Multi-agent tool calling has become the dominant interaction pattern for production LLM systems, but there's a dirty secret hiding in every inference framework: they're all reprocessing 85 to 95 percent of your prompt from scratch on every single turn. Victor Norgren just dropped research on arXiv that exposes this inefficiency and delivers a fix that's anything but incremental.

The Core Problem with Current Inference

Existing frameworks like vLLM and SGLang treat each tool call as an independent request, forcing the entire conversation context through the model again even when only a handful of new tokens arrived since the last turn. In agentic workflows that might span dozens of turns—each calling external tools, querying databases, or coordinating sub-agents—this architectural decision translates directly into wasted compute and latency that kills user experience. Norgren's team identified this as an O(n_t) per-turn cost problem where n_t represents total tokens in the conversation. Their solution? Convert that to O(Δt), where Δt is only the delta tokens—the actual new information added since the last inference step.
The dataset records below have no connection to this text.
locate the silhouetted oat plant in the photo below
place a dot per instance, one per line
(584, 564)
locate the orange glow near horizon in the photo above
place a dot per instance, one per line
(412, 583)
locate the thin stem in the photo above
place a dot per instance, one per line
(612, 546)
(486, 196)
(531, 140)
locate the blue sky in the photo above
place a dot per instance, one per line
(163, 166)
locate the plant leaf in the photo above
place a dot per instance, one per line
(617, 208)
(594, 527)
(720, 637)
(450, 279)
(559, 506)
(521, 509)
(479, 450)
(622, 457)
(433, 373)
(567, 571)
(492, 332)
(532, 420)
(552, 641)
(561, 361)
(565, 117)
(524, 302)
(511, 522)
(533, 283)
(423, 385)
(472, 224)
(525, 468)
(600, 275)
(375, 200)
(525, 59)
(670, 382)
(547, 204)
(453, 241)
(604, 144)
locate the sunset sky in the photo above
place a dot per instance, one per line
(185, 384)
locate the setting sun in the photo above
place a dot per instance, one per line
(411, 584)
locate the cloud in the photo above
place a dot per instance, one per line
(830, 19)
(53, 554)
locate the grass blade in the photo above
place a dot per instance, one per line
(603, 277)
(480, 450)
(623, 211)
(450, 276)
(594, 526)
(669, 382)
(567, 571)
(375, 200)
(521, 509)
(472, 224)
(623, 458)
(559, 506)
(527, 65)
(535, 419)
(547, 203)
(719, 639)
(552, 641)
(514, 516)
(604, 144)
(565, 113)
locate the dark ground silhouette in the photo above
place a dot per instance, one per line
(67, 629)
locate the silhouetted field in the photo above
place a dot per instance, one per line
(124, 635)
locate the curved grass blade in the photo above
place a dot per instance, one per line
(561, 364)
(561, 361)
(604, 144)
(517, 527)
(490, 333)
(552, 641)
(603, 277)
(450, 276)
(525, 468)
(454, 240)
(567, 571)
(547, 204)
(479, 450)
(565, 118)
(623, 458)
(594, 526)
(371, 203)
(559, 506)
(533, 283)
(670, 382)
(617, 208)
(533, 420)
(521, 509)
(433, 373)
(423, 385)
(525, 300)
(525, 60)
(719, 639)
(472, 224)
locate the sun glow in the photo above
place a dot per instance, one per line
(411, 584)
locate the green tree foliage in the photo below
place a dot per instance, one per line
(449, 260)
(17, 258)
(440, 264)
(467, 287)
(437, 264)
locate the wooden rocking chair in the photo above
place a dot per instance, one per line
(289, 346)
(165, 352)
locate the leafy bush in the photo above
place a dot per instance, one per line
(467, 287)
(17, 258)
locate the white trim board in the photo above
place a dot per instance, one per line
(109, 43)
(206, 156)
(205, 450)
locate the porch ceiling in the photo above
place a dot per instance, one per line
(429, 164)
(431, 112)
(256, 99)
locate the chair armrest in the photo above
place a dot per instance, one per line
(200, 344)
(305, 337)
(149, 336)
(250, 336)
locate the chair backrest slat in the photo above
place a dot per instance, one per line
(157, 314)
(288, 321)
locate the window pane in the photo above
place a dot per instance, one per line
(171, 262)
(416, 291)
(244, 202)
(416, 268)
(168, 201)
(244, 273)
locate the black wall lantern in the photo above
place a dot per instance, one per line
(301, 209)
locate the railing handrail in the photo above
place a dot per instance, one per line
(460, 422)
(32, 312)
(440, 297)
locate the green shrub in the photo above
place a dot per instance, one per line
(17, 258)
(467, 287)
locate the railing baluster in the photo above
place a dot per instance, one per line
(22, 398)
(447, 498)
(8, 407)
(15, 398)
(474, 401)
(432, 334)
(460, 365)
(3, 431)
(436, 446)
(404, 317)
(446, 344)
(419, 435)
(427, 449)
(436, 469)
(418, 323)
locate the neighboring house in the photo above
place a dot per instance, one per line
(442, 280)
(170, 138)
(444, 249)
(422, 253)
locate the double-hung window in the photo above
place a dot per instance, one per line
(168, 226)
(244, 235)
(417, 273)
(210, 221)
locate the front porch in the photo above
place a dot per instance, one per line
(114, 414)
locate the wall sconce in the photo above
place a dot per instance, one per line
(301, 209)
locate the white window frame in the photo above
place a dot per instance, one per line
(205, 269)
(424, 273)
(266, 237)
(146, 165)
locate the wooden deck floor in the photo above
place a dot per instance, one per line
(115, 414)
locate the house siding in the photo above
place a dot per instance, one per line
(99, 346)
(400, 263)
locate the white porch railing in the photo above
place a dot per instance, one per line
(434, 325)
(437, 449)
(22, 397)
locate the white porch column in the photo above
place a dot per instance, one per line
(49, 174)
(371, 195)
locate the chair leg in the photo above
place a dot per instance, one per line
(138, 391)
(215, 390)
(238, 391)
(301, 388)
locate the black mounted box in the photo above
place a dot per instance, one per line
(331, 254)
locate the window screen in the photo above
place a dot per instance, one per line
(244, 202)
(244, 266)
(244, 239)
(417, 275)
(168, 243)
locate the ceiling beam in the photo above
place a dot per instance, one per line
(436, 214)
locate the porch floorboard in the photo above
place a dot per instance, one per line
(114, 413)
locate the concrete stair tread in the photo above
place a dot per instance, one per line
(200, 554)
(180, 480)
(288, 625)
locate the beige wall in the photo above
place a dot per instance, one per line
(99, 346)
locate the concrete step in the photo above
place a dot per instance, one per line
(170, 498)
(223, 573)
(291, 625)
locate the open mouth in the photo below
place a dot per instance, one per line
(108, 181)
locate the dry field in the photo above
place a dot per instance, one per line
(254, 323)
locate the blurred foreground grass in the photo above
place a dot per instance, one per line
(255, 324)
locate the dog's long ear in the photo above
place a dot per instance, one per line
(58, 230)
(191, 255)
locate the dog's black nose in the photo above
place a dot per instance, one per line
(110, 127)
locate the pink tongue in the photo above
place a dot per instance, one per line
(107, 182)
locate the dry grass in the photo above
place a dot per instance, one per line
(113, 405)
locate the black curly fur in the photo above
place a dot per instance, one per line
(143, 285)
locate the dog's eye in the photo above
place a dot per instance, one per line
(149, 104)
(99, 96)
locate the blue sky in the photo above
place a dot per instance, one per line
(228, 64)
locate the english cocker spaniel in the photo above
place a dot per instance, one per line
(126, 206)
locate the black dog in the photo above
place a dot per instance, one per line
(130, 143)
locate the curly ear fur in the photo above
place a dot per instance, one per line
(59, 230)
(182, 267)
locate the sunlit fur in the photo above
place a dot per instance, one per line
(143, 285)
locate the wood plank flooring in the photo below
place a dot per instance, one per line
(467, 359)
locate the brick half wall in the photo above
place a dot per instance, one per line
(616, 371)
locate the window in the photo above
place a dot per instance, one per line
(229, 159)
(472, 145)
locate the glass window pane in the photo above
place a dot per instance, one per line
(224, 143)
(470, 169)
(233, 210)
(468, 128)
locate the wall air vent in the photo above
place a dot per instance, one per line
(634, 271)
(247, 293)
How Stateful Inference Actually Works

The architecture combines three distinct mechanisms to eliminate redundant processing. First, a persistent KV cache lives across turns and advances by ingesting only new tokens rather than recomputing attention over the entire context window. Second, a radix prefix cache extends this optimization across interleaved multi-agent traffic—critical when multiple agents are handling different subtasks simultaneously with shared prefixes in their prompts. Third, a prompt-lookup speculative decoder accelerates structured output generation by predicting and pre-computing likely response schemas. The key insight is that these gains come from stateful reuse and speculation, not traditional caching of results. The system isn't storing answers to repeat queries—it's maintaining computational state across sequential turns so the model never redundantly processes what it already understands.

Benchmarks That Should Make Engineers Pay Attention

Against vLLM and SGLang on novel, fully-generated workloads, Norgren's reference implementation achieves 2.1× faster per-turn latency on a six-turn agentic workflow and an eye-opening 4.2× improvement on the median turn of a thirty-five-turn one. End-to-end wall time gets cut in half. These aren't cherry-picked metrics from favorable conditions—they're measurements against workloads specifically designed to stress-test novel scenarios without training data contamination.

Key Takeaways

  • Current LLM serving frameworks waste 85-95% of compute on redundant context reprocessing across agentic turns
  • Stateful KV cache persistence converts O(n_t) per-turn costs into O(Δt) delta-only processing
  • Radix prefix caching handles interleaved multi-agent traffic with shared prompt structure
  • Benchmarks show 2.1× to 4.2× speedups versus vLLM and SGLang on multi-turn workflows

The Bottom Line

This research exposes a fundamental mismatch between how agentic systems actually behave—long-running, stateful, tool-chaining—and the stateless request-response model that inference frameworks were originally designed around. Norgren's work suggests we should be thinking about LLM serving not as isolated API calls but as persistent compute with memory across turns. That's a paradigm shift hiding inside what looks like an optimization paper.